《カナワン・ホースキンの夢と小さな命》 ―4―
そんなこんなで夜は、夕方から夜遅くまで鉄板。朝は、日も昇らん内からの牛乳配達。おかげで寝不足やから、学校でついついウトウトと眠りこけてしまう有り様やった。
そんな自分を見ては、ターメルのあほが、
「先生! コウのあほが! ……いえ、コウくんがまた。居眠りしてます!!」
て告げ口しよる。
「うるはいわい、ボケッ!! こっちは〝真面目〟に眠いんや。ドあほ!!」
──ゴンンッツ☆!!
って、思わず。ターメルのドあほ、ド突いたったけど。考えてみたら、悪いのは自分の方か?!
「真面目に眠いとか、意味わからんわ! コウのドあほ!!★」
とかなんや、泣きかぶってグチャグチャとターメルが言いよったけど。寝ぼけてて、よう意味がわからんかったわぁ。
しかもそのあと、メチャメチャ先生から怒られてしもうたぁ……。
つらいわぁー、ホンマに。たまらんわぁ~……。
それでも家計的には、随分と楽になってきた。ホンマに助かったわ♪
「おばはん。こんにちはぁー♪」
「あ、コウ。いらっしゃあ~い♪ 今日も、いつもので良いの?」
「うん! それと今日はな。
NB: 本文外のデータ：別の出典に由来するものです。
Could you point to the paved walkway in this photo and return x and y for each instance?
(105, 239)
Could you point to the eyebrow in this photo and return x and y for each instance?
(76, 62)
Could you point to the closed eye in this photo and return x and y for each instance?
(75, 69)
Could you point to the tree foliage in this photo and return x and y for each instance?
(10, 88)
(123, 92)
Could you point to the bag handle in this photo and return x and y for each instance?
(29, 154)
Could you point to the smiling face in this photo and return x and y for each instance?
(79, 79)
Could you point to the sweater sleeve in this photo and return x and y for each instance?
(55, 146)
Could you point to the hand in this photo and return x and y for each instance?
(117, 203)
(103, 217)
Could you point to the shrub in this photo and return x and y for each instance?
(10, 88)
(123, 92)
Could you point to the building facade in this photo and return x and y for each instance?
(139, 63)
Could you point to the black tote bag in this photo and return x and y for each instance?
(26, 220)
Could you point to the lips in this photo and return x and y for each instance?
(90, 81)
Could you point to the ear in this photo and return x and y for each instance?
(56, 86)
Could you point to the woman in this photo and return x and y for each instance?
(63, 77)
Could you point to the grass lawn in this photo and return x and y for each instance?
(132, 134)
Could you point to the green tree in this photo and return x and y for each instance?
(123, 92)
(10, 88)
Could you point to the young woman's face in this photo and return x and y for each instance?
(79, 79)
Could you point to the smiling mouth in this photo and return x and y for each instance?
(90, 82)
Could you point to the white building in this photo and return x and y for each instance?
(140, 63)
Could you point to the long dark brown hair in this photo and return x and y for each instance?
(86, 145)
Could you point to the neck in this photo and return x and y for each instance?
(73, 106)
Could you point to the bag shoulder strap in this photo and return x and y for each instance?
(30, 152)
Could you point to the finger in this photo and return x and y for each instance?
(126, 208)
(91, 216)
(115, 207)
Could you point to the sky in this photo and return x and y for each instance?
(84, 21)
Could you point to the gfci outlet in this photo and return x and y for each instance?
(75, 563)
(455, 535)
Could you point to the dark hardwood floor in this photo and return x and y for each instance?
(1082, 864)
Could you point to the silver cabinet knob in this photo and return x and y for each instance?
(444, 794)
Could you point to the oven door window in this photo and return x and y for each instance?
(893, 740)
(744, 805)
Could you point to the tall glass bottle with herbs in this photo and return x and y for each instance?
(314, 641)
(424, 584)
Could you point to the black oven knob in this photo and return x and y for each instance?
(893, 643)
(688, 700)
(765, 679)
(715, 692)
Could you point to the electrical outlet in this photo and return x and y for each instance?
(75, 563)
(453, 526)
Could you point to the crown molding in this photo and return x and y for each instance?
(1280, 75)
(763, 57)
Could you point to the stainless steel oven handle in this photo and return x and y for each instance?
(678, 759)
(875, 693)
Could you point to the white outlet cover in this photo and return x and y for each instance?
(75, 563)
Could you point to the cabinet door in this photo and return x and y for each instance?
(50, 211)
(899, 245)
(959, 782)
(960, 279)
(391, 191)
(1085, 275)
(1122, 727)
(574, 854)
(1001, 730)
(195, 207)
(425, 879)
お酒の大御所と中納言もください♪」
なんや言うてて、幸せを感じるわぁあー♪
「あら? 最近は不景気とかで、いいお酒仕入れても、『誰も飲まない』ってなんや言うてたのに。仕入れても大丈夫なの?」
「大丈夫、大丈夫♪ 今日と明日、上得意さんが来る予定なんよ♪ だから、問題はないんよ」
「あ、それで大御所なんやねぇー。それは商売繁盛で大変よろしいなぁ~」
「うん! 今はメチャメチャ生活が楽になって来てるんよ♪」
「……え?」
それを聞いて、おばさんの顔色が急に曇った。
「今は、て……。なんやの、それ……。最近まで、なんやそうやなかったかのような言い回しやけど。もしかして、コウ。最近まで、生活の方が大変やったんやないでしょうねぇ?」
「え? そ、そんなコトは全然ないよ!! 平気の大丈夫や♪」
「そ、そう……。でも、前よりもちょっとだけ気持ち、痩せているような気も……」
「全然、全然! 元気も元気♪! ドワッハッハッハ!」
ヤバイわ。下手なコト言うてしもた。おばさんが自分を疑わしい目で見よる。
「……それ。本当ですの? 信じてもよろしいのやね?」
「本当よ♪ 人生、楽勝や!! もう笑いが止まらん。ナハハハハ!」
正直、言うてて、辛いわ。
「まあ……それならええのやけど。本当に大変やったら直ぐに、正直に言うて来るんよ」
「う、うん! いつもありがとな、おばはん♪」
それからいつものように、タマの荷台に跳び箱乗りで乗ったった。
「タマ。ほな、いこかぁ~♪」
『ハイナ~♪』
そうして、いつものスピード違反で走ってゆく。
おばさんはその場で吐息をついて、見送っていた。